公共交通機関の安全

国交省 新幹線放火受けJRに警備強化求める NHK NEWS WEB
http://www3.nhk.or.jp/news/html/20150701/k10010134751000.html
先月30日、東海道新幹線の走行中の車内で乗客の男が油のような液体をかぶって火をつけた事件を受けて、国土交通省は、JR東海をはじめ、JR各社を集めた緊急会議を開き、当面の対策として、駅構内や新幹線の車内の巡回の頻度を高めるなどの警備態勢の強化を求めました。

 新幹線の焼身自殺事件で,公共交通機関の安全対策強化がちらほら言われています。ですが,この事件はかなり稀かつ特殊で,そう言うものにまで対策が必要か考える必要があります。単純に安全な方が良いとはいえません。

 公共交通機関を含む公共空間は,他者への信頼で成り立っています。新幹線の隣の席に焼身自殺者が座るかも知れないと心配し出すと,とても利用できません。それは交通機関に拘わらず,公道でも広場でも同じで,無差別殺人犯がいるかも知れないと疑い出すと,家から一歩も出られなくなります。しかし,そう言う事態が絶対に起こりえないとは言えないことは誰でも分かっている筈なのです。にもかかわらず,引きこもりでもない限り,誰もが公共空間に出かけています。それは,そう言う事件は有り得るにしても,非常に稀だと思っているからでしょう。

 ところが,こういうショッキングな事件が起こると,非常に稀とは言えないのではないかと心配になるのですね。今までの認識を改めて対策が必要ではないかという気分になります。報道はそういう気分を助長する書き方になりがちです。問題提起が報道の使命と記者は考えているのでそうなりがちです。

 注意すべきは,本当に治安が悪化しているです。公共空間で異常な自殺を企てるような精神が不安定な人が増えているというデータがあるかです。もし,そうであれば対策が必要かもしれません。ただし,もう一点注意すべきことに,対策には副作用もあるということで,対策の効果と副作用を勘案して決めなければいけません。
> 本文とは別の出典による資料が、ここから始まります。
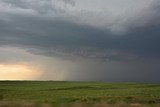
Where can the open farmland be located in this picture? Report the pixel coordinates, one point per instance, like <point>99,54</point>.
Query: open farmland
<point>86,93</point>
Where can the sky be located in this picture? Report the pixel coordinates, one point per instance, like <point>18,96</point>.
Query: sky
<point>80,40</point>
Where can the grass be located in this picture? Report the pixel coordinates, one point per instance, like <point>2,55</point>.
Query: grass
<point>84,93</point>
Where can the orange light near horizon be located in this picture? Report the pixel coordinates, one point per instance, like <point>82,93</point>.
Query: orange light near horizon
<point>18,72</point>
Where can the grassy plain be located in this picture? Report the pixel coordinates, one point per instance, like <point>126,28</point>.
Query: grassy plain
<point>84,93</point>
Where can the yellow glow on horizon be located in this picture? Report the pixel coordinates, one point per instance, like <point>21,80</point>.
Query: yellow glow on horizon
<point>18,72</point>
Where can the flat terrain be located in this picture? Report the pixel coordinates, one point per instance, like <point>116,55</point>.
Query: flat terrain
<point>55,93</point>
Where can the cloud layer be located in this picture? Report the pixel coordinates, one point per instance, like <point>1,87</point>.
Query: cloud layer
<point>108,39</point>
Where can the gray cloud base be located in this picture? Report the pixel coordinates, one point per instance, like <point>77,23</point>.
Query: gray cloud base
<point>49,30</point>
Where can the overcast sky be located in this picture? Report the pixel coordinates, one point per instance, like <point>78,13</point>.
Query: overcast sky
<point>82,40</point>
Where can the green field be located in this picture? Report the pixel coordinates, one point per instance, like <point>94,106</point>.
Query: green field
<point>66,93</point>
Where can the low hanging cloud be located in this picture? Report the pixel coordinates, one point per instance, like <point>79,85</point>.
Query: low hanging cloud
<point>98,40</point>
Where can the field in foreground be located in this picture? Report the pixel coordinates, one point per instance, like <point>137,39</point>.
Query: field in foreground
<point>78,93</point>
これは非常に難しいですが,少なくとも,考えて置くべきで,副作用のない対策など無いことは十分理解していなければなりません。 

 対策の副作用とは自由が制限されることで,極端になると戒厳令みたいになります。幸いにして日本は治安が良くその必要もありませんが,世界には他者を常に疑っていなければならない地域もあります。自由に安心して出歩ける社会が良いに決まっていますが,現実に治安が悪くなれば,自由と危険の無法状態か、不自由と安全の統制状態かの選択を迫られます。

 日本は比較的,自由と安全の社会といえると思いますが,総ての面でそうとは限りません。航空機に鉄道並みの自由がないのは,ハイジャックの可能性が比較的高いという現実があるからだと思います。航空機で対策が可能なのは,交通量がそれほど大きくないので,検査に時間をかけられるからです。大量輸送の鉄道では無理ですので,副作用として輸送量が航空機並みに減ることも覚悟しなければなりません。鉄道に対策が必要なら,他の公共空間でも必要でしょう。外出する際には,当局への届出と持ち物検査が義務づけられるかもしれません。

 異常な対策の様に感じられるかも知れませんが,航空機では普通に実施され誰もが受け入れています。本当に治安が悪化しているのなら必要かもしれません。私にはそんなに悪化しているようには見えませんが。